Classic example was this morning. The game plan was to sell IMAX before earnings (2:30 a.m. Hawaii time) for a quick profit after scaling in on Wednesday at 20.28. Shares reached 21.60 premarket, then earnings news came out and the stock took a dive.
I didn't sell. I was in bed, having turned off my alarm (I guess?) at 1:40 a.m. By the time I was up, IMAX was down below 20.
The solution is simple: Never go to bed after midnight. (Normally, I'm usually up until and through the opening bell anyway.) And pop open my favorite energy drink(s) once it's past midnight, especially if my strategy for the day involves premarket selling.
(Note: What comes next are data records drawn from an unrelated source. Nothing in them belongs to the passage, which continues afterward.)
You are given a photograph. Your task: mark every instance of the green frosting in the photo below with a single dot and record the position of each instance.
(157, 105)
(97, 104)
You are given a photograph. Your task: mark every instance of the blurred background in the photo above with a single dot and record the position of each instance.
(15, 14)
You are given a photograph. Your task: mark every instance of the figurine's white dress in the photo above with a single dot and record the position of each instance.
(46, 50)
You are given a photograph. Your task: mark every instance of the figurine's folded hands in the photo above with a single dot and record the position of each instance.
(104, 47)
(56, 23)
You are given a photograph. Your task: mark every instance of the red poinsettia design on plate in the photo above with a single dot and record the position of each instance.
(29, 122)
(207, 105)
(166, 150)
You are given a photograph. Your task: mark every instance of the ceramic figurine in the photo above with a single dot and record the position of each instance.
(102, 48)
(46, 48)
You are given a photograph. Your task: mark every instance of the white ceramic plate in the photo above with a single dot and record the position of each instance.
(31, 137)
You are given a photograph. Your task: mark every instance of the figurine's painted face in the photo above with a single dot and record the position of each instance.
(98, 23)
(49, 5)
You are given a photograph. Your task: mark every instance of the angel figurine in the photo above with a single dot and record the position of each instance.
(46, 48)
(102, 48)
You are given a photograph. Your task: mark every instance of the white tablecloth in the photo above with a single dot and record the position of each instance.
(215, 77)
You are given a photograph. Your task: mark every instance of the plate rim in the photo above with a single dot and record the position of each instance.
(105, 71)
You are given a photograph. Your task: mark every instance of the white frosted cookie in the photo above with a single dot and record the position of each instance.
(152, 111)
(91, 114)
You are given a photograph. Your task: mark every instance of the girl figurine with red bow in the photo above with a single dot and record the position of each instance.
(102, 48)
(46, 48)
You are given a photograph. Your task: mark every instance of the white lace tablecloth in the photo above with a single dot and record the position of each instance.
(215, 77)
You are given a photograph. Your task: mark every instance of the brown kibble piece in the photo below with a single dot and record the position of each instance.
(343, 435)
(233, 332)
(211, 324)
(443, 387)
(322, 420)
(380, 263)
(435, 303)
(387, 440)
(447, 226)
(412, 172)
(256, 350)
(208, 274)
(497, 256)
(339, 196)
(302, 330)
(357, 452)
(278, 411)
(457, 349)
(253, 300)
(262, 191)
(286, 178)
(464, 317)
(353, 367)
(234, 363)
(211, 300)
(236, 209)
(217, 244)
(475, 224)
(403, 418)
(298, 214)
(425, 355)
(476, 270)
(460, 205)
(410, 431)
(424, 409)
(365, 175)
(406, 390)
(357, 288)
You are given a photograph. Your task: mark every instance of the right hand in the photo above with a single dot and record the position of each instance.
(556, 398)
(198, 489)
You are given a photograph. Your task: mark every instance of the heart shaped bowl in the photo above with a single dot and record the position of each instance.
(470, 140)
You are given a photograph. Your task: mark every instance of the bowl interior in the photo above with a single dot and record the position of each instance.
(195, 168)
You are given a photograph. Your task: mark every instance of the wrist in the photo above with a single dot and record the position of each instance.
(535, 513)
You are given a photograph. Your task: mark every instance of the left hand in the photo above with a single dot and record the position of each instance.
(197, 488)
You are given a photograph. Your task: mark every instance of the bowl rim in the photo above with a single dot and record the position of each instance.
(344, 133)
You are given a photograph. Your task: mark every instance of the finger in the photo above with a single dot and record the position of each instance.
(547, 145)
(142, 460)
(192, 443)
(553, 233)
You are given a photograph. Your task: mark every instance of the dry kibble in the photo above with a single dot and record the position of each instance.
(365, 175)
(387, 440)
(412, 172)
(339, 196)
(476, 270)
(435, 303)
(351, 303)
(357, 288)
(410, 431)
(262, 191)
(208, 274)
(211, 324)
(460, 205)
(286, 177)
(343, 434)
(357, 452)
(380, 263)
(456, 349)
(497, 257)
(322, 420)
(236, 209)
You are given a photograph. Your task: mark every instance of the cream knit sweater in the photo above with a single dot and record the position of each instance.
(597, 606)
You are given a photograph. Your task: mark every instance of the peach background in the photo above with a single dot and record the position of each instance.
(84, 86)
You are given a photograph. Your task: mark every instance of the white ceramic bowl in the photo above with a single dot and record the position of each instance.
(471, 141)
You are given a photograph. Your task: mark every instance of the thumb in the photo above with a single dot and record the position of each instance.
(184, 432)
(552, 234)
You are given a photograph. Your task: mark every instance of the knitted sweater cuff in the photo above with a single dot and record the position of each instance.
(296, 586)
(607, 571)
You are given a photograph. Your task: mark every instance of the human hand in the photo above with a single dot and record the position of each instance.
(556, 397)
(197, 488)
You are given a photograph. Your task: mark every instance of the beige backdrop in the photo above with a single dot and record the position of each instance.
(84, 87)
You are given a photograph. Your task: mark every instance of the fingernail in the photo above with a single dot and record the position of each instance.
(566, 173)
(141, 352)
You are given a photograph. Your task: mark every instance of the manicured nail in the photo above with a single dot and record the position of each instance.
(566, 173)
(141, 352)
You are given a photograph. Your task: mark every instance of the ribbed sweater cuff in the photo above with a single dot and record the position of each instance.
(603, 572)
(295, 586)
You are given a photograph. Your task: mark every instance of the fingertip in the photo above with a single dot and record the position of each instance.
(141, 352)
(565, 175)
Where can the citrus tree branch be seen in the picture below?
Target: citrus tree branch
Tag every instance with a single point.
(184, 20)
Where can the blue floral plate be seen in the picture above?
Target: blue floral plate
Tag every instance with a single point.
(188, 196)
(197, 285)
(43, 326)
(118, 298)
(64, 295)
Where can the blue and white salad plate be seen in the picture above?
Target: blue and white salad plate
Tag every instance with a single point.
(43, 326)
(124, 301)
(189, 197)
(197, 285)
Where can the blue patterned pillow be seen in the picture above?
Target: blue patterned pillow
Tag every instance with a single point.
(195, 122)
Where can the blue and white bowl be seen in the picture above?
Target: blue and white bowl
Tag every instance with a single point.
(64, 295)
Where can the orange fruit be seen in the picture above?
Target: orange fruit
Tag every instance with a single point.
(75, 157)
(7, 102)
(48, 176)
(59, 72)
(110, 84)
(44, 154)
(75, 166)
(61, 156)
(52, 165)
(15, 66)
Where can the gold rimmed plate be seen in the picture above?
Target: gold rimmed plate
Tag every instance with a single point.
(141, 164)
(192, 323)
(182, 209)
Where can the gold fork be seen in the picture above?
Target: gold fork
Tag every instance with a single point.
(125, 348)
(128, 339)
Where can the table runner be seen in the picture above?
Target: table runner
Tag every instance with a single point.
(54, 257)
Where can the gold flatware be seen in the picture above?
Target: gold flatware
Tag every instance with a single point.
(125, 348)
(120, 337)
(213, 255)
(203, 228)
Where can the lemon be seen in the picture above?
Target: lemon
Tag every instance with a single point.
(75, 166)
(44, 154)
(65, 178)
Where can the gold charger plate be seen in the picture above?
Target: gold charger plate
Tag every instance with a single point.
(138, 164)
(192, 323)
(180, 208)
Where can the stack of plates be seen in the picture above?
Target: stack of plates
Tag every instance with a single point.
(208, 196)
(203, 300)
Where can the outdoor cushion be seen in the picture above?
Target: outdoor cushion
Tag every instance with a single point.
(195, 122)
So there I go. Trying to narrow down mistakes and challenges while boosting profit. I will tend to dwell on my screw-ups. It's a habit. But more importantly, I hope folks can give me solid, constructive information beyond what I've read and listened to.
Ultimately, trading is a skill in itself that no book can do for me. All tips and shared knowledge, though, are always, always welcome and appreciated. See, all the journaling I do, all the record-keeping I keep on every trade, every thought of a possible trade ... it helps a lot. But at some point, feedback is crucial to really expand and grow. Maybe it's a form of accountability. Or maybe it's just that two heads are usually better than one.
And now, the focus is on execution, which requires discipline, a game plan and more discipline.